What is the best tool for checking the amount of shoulder set back when adjusting dies?
What I have been doing requires no tool other than what is needed to disassemble the bolt. I chamber a piece of brass that has been fire formed in that chamber,(do not re size), close the stripped bolt (without the firing pin and spring). The bolt should close most of the way with no resistance, then require a small amount of finger pressure to close completely. Using this "Feel method" adjust your sizing die so that it bumps the shoulder just enough that the bolt will close with just the slightest bit of finger pressure required to completely close. If the bolt drops shut on its own, you have bumped too much, back the die out a bit, if the bolt requires more than the slightest amount of finger pressure to close, you haven't bumped enough, turn the die down a bit.
Hope that this is helpful,
Dick
Dick and Bill,
As long as the sizes of the chamber and die are in the proper relationship, what you do can work, BUT if the die is too large for that particular chamber, by the time that you get the bolt feel that you described, the shoulder will have been set back too far. I have had friends that ran into this exact problem, so it is not some purely theoretical thing. Measuring is fast and easy. That way, you know how much you are setting back the shoulder.

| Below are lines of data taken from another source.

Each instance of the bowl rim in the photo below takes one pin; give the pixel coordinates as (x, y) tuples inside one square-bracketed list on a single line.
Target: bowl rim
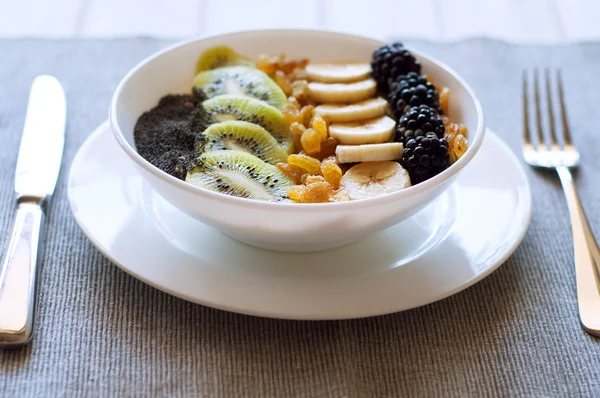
[(472, 149)]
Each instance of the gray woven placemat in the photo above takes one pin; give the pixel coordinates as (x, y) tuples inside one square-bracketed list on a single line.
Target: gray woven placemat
[(100, 332)]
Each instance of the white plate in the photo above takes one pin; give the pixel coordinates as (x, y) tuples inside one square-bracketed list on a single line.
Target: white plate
[(453, 243)]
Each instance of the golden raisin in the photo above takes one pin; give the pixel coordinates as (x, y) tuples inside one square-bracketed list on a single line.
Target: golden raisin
[(317, 192), (298, 74), (313, 179), (294, 172), (457, 141), (282, 81), (311, 141), (295, 191), (458, 147), (444, 98), (319, 124), (307, 113), (297, 129), (306, 163), (331, 171), (292, 113), (339, 196)]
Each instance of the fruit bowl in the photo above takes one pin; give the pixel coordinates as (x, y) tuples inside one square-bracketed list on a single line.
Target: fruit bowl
[(283, 226)]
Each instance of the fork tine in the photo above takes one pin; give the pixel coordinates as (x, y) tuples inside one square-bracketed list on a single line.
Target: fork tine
[(553, 139), (563, 109), (538, 110), (526, 131)]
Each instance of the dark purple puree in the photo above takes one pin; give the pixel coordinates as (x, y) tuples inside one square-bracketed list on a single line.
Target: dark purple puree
[(166, 135)]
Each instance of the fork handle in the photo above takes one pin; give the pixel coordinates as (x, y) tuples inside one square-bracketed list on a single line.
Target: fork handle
[(18, 275), (586, 248)]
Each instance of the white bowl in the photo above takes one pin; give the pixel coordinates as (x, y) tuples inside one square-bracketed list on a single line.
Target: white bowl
[(283, 226)]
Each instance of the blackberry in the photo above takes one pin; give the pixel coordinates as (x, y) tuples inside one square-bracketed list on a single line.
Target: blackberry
[(412, 90), (424, 157), (391, 61), (417, 122)]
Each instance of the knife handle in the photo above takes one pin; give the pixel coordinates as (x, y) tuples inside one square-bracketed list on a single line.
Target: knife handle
[(18, 276)]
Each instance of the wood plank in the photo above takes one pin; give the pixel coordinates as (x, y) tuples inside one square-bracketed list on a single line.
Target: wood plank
[(579, 19), (223, 16), (174, 18), (52, 19), (382, 19), (514, 20)]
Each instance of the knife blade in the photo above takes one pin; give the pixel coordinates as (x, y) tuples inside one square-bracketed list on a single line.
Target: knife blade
[(43, 139), (37, 170)]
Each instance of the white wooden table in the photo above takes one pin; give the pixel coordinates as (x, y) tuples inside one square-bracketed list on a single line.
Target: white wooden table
[(537, 21)]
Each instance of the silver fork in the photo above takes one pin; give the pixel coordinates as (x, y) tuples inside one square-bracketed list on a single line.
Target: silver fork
[(562, 157)]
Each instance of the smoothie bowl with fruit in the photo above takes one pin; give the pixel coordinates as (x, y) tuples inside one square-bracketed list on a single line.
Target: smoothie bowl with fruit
[(296, 140)]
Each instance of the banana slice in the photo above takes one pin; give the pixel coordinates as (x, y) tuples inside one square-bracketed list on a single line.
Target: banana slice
[(342, 93), (367, 180), (367, 109), (338, 73), (370, 131), (368, 152)]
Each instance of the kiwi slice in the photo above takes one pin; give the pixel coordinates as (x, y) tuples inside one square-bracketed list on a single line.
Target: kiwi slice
[(219, 56), (241, 174), (243, 136), (241, 80), (239, 107)]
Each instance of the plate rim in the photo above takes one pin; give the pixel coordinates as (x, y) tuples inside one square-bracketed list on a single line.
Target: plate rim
[(496, 263)]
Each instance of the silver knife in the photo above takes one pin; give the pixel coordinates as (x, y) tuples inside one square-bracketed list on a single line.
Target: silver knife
[(37, 170)]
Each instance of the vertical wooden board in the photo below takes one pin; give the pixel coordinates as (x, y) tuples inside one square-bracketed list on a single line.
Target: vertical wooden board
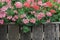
[(49, 31), (3, 32), (25, 36), (57, 32), (37, 32), (13, 32)]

As you are undoubtedly know, repeatedly setting shoulders back too far, can lead to incipient and then actual case head separations.
Boyd
Using this "Feel method" adjust your sizing die so that it bumps the shoulder just enough that the bolt will close with just the slightest bit of finger pressure required to completely close. Dick
Dick,
With all due respect and I'm not try to be sarcastic, but being able to feel a .001" to 002" of mechanical movement on the shoulder of a case, with finger pressure on a bolt, has to be a gift. What does .002" to .003" feel like? .003" to .004"? What happens if you injure the e tip of your bolt pushing finger?
at didn'e t hav
For all others, IMHO, I believe, for consistency in results, measurement with a highly sensitive gauge, no matter which one, is probably the best avenue to take, especially if one is looking for the precise .0005" to .002" of movement so often sought.

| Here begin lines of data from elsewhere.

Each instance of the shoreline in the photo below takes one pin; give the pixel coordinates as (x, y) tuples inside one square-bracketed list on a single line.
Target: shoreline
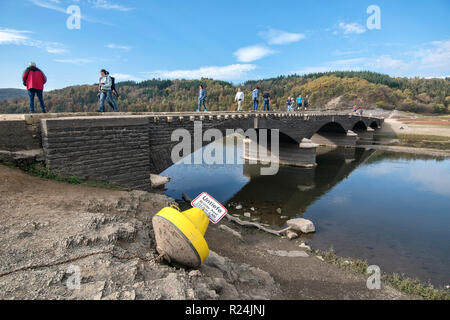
[(246, 269)]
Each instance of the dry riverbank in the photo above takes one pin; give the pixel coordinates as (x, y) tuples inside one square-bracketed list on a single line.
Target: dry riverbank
[(48, 226)]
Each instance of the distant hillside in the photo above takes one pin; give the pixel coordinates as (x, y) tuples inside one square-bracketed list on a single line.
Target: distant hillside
[(332, 90), (11, 94)]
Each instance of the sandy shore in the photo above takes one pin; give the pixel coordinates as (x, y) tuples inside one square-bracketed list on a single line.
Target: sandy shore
[(109, 236)]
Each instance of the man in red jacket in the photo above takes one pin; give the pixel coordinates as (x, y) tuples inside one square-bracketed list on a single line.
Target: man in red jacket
[(34, 79)]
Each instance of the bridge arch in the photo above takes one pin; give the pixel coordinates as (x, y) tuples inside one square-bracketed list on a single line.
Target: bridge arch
[(359, 126), (331, 127), (374, 125)]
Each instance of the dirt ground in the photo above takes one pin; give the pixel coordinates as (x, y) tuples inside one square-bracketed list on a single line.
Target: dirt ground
[(402, 123), (49, 228)]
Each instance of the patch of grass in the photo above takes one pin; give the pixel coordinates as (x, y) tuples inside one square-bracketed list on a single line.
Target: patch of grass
[(415, 287), (39, 170), (424, 141), (418, 141), (355, 265), (402, 283)]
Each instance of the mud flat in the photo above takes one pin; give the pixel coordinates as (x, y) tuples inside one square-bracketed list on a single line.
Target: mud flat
[(49, 229)]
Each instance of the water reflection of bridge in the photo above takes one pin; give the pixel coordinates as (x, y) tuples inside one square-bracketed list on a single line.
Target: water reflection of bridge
[(294, 188)]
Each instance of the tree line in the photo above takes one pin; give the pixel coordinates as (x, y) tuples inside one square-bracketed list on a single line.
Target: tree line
[(329, 90)]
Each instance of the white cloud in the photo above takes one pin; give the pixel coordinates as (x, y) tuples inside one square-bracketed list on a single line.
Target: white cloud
[(252, 53), (352, 28), (118, 47), (48, 5), (104, 4), (22, 38), (79, 61), (386, 62), (436, 56), (230, 72), (277, 37), (11, 36), (126, 77)]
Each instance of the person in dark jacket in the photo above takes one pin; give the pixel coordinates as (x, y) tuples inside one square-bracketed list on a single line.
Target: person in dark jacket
[(113, 89), (34, 79), (266, 97), (201, 98)]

For me this has nothing to do with whether or not feel has legitimate uses in precision work. It is about the assumption that the die is small enough in the back to as you say, properly size the case. It is all about what happens when the body of the case is not made small enough by a particular die, so that the case's shoulder in what keeps it from being forced farther forward in the chamber. I have adjusted many valves and other things using feeler gauges, and understand what that is all about. When someone advises adjusting a FL die by feel, they are making an assumption about the relative sizes of the chamber and the die, that may not be the case in that particular instance. Using a simple gauge, like the ones shown in post # 3 is really hard (at least for me) to screw up. What some seem to have trouble understanding is that if a die is too large for your chamber, you cannot remedy that by adjustment. A different die is required.
it is quite possible to feel a couple of tenths with ones hands and fingers.
Pete,
A couple of tenths maybe, but we're not talking about tenths [.2"], or even hundredths [.02"], we're talking about thousandths [.002"] and 5 ten thousandths [.0005"]. I don't believe any human, gunsmith or not, can actually feel thousands or ten thousandths.